How a Compiler Project Became a $900M Startup
Most startups are born from frustration. OctoAI was born from a PhD thesis. When Tianqi Chen - one of the most cited names in applied machine learning - developed Apache TVM as a graduate student at UW, he wasn't thinking about venture capital. He was thinking about how absurd it was that the same model would run dramatically slower on one chip than another, for no good reason a programmer could easily fix.
TVM was the fix. A compiler that could take a trained model and optimize it for whatever hardware you happened to be running - NVIDIA GPUs, AMD chips, AWS Inferentia, embedded processors. The open-source community adopted it fast.

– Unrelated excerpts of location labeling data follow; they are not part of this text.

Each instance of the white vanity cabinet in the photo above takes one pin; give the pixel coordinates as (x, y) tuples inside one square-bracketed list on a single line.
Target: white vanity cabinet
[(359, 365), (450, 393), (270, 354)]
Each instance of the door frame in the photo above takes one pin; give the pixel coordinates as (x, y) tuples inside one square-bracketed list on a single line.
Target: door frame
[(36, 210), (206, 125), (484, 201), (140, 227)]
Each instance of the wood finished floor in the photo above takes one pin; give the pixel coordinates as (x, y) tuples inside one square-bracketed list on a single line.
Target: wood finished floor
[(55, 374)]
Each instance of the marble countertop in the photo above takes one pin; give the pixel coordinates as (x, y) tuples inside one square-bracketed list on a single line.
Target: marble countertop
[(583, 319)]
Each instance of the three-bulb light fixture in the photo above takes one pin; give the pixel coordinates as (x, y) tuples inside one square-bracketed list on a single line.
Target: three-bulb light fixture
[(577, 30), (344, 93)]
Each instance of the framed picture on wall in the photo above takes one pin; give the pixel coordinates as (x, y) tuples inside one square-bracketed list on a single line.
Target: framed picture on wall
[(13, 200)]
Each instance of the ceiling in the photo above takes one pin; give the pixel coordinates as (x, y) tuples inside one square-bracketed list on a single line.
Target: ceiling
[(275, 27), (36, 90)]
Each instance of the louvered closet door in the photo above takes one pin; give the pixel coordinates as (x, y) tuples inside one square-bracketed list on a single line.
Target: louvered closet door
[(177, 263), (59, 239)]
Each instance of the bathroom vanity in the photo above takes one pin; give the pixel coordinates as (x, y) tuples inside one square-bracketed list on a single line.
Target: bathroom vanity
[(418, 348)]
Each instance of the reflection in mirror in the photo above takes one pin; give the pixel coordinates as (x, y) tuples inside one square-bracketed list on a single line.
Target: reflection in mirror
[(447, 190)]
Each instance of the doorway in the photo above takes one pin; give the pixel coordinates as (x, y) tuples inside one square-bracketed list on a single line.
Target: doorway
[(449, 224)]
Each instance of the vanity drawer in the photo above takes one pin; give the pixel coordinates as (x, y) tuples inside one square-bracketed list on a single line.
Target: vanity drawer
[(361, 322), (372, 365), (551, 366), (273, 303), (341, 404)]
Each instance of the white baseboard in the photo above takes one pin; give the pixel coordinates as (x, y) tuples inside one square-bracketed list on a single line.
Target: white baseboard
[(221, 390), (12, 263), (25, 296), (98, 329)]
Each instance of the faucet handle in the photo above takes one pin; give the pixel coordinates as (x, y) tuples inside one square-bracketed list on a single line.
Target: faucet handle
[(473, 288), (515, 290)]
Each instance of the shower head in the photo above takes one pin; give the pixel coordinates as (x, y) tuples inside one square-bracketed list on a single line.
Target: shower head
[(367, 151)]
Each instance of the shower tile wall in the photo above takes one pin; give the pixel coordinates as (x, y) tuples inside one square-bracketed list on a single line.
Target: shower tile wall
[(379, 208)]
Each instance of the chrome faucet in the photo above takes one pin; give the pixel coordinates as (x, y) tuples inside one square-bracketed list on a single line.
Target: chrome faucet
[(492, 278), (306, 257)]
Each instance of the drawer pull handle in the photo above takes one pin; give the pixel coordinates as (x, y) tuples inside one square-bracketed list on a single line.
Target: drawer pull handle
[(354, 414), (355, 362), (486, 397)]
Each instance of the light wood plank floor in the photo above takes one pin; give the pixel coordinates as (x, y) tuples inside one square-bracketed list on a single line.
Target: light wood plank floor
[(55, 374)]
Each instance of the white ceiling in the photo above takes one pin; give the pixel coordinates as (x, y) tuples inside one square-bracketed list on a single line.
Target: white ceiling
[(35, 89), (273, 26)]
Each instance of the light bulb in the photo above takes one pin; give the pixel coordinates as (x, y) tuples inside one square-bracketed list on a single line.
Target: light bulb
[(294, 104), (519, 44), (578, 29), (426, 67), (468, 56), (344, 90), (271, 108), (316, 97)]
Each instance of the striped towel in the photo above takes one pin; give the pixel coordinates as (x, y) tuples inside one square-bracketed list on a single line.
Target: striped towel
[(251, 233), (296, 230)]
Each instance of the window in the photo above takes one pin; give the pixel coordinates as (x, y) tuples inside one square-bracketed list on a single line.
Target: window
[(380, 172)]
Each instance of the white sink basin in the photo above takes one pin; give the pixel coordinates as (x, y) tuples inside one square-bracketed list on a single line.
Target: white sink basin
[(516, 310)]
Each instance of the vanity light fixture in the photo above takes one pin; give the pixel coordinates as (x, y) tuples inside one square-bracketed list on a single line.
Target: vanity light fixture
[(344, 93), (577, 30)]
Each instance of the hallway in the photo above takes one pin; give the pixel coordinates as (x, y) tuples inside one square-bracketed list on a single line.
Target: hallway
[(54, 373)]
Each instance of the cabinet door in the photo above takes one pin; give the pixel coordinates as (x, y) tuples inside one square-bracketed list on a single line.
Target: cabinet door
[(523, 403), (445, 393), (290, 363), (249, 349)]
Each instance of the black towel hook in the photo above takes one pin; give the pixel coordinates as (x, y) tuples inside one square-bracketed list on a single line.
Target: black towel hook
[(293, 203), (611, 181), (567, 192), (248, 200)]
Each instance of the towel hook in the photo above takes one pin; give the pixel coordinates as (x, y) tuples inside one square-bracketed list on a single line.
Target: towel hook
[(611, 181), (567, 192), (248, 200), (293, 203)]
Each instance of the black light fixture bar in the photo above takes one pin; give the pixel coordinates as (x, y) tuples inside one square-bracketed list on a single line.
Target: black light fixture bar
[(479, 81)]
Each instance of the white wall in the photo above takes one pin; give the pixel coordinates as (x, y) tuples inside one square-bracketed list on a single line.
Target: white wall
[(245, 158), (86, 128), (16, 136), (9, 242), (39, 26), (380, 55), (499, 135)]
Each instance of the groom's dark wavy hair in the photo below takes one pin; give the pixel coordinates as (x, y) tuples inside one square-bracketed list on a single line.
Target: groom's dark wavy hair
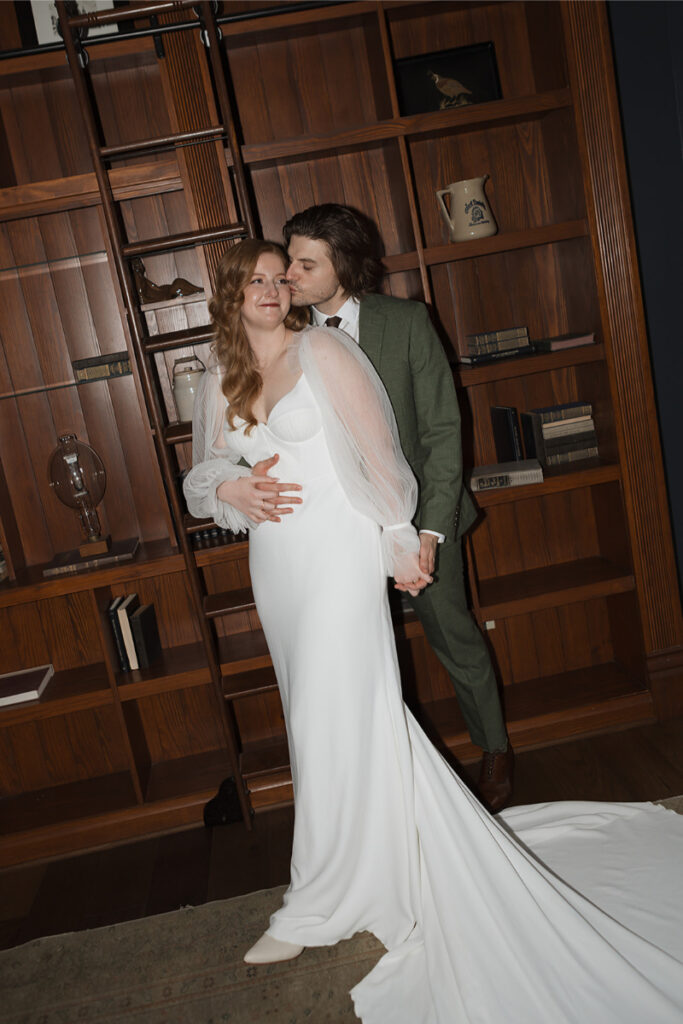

And then, in 2019, Chen and four colleagues - including UW professor Luis Ceze, who would become CEO - decided the technology deserved a company around it.
OctoML's first years were focused on the nuts-and-bolts of ML deployment: helping enterprises get their computer vision and NLP models running faster and cheaper, without the months of hand-optimization that used to require a dedicated infrastructure team. The pitch was "we do for ML what compilers do for software" - and it landed well enough to attract Amplify Partners, Addition, Madrona, and eventually Tiger Global.

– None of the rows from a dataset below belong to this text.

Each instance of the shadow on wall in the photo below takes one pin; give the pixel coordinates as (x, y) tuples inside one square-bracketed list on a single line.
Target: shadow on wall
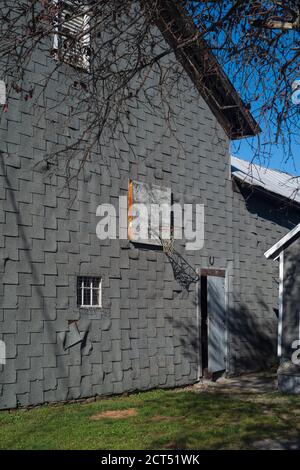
[(291, 297), (280, 212)]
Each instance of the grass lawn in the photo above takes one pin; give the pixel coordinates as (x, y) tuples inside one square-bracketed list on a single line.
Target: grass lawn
[(159, 420)]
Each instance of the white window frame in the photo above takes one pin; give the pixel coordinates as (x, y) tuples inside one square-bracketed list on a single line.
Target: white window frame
[(91, 288), (86, 39)]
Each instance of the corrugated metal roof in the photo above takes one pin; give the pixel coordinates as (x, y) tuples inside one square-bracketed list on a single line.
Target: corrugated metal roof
[(274, 181)]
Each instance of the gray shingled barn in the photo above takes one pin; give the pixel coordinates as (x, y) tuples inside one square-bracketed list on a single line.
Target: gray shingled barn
[(287, 252), (151, 327)]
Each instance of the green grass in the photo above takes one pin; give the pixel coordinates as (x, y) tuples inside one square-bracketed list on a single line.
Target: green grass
[(191, 421)]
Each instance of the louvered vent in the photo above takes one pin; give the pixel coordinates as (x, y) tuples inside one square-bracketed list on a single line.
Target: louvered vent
[(72, 40)]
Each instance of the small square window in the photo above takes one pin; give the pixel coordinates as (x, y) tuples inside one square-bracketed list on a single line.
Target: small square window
[(72, 37), (89, 292)]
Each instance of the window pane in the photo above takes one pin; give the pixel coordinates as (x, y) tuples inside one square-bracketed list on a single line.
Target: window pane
[(95, 297), (88, 291)]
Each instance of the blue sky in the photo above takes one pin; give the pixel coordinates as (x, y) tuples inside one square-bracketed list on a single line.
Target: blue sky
[(278, 159)]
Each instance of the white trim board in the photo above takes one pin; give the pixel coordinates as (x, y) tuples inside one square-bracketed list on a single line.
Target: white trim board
[(285, 241)]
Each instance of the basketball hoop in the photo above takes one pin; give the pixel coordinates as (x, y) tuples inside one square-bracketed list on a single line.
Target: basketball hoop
[(167, 240)]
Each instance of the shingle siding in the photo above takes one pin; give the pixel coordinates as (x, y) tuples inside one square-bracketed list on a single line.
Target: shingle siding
[(146, 334), (259, 222)]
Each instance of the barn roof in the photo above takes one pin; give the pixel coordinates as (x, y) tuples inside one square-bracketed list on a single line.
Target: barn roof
[(284, 243), (276, 182), (204, 70)]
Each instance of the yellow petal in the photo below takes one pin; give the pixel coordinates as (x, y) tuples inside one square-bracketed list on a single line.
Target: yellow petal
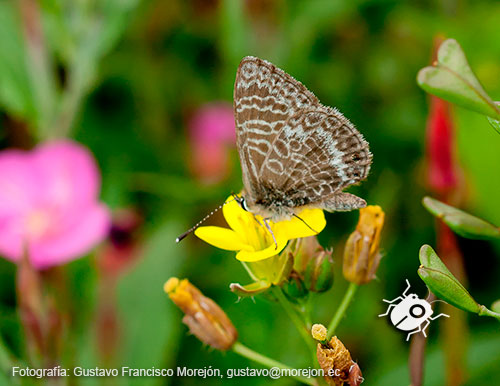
[(295, 227), (221, 238), (243, 223), (237, 218), (270, 251)]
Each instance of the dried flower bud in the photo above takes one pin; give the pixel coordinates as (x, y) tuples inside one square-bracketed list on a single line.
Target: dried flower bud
[(336, 362), (303, 250), (319, 332), (204, 317), (361, 253), (319, 272), (294, 287)]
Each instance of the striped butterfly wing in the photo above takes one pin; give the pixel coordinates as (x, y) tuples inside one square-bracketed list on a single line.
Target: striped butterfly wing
[(293, 150)]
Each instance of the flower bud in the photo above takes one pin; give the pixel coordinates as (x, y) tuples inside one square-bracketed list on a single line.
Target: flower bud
[(204, 317), (361, 253), (337, 364), (318, 276), (303, 250), (295, 287), (319, 332)]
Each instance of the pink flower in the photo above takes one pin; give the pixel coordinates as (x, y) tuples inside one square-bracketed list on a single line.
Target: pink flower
[(212, 134), (49, 203)]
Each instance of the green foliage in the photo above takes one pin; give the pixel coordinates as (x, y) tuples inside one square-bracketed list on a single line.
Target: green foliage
[(442, 282), (461, 222), (250, 289), (446, 286), (452, 79)]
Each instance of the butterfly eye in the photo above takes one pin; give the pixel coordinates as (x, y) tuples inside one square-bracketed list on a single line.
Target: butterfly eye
[(243, 204)]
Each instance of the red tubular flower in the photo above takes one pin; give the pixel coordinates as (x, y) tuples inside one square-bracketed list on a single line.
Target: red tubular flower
[(442, 169)]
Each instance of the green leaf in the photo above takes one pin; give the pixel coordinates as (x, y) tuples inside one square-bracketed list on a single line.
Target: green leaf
[(452, 79), (495, 307), (442, 282), (461, 222), (250, 289), (495, 122)]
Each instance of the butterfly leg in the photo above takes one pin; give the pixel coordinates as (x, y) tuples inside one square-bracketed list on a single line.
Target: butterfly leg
[(268, 227)]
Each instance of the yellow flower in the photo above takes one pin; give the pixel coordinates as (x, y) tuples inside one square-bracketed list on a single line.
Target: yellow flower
[(249, 236)]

Then the generative AI wave hit, and everything changed. In 2023, OctoML reoriented almost entirely around large language models and image generation. The company rebranded as OctoAI in January 2024 and launched a cloud inference platform that gave developers API access to Llama, Mistral, Stable Diffusion SDXL, and others - at prices and speeds the large cloud providers weren't yet matching.

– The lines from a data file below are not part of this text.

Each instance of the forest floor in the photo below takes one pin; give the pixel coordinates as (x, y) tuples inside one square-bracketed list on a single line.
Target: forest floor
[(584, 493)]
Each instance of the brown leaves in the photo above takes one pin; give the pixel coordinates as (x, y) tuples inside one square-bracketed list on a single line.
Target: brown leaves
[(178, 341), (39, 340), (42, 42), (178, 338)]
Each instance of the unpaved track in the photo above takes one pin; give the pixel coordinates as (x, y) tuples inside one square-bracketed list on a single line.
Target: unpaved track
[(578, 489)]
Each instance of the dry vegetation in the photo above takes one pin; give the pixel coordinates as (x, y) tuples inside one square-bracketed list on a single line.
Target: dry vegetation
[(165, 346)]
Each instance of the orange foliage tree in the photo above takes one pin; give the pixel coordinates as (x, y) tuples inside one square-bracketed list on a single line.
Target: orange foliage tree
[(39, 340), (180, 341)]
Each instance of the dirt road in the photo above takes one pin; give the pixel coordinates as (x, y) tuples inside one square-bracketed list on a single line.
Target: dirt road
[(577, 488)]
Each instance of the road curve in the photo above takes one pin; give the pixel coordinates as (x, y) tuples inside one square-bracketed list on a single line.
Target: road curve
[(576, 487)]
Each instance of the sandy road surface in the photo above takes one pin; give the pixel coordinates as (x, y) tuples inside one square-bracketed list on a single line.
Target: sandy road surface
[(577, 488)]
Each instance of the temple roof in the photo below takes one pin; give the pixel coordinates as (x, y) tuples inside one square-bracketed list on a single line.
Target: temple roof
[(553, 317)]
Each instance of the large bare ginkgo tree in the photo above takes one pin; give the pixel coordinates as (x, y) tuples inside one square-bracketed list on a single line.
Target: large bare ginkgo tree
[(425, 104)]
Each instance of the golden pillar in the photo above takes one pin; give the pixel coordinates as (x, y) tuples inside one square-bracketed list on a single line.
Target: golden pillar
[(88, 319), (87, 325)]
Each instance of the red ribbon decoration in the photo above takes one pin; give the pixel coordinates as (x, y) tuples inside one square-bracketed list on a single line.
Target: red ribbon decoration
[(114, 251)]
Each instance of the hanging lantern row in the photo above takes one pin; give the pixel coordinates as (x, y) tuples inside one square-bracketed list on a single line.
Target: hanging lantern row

The timing was sharp. Within roughly 10 months of launch, the platform had attracted 25,000+ developers and over 100 paying businesses. In April 2024, OctoAI launched OctoStack - its enterprise private deployment product - claiming 4x better GPU utilization and roughly half the operating cost of a self-managed setup. It was the company's most ambitious swing: a complete AI inference stack that enterprises could deploy in their own cloud or on-premises, with support for NVIDIA, AMD, and AWS Inferentia hardware.
Then NVIDIA came calling. In September 2024, the chip giant acquired OctoAI - its fifth acquisition of that year. The reported price of $165M-$250M was a notable step down from the 2021 peak valuation of ~$900M. CEO Luis Ceze moved to NVIDIA as VP of AI Systems Software. Services wound down for customers on October 31, 2024, and the octoml.ai domain began redirecting to nvidia.com.
Whether the exit counts as a win depends on your frame of reference. By venture math - late-stage valuation versus exit price - it was a down-round. By the standard of "five academics built a real product, served tens of thousands of developers, and got absorbed by one of the most consequential companies in tech" - it looks rather different.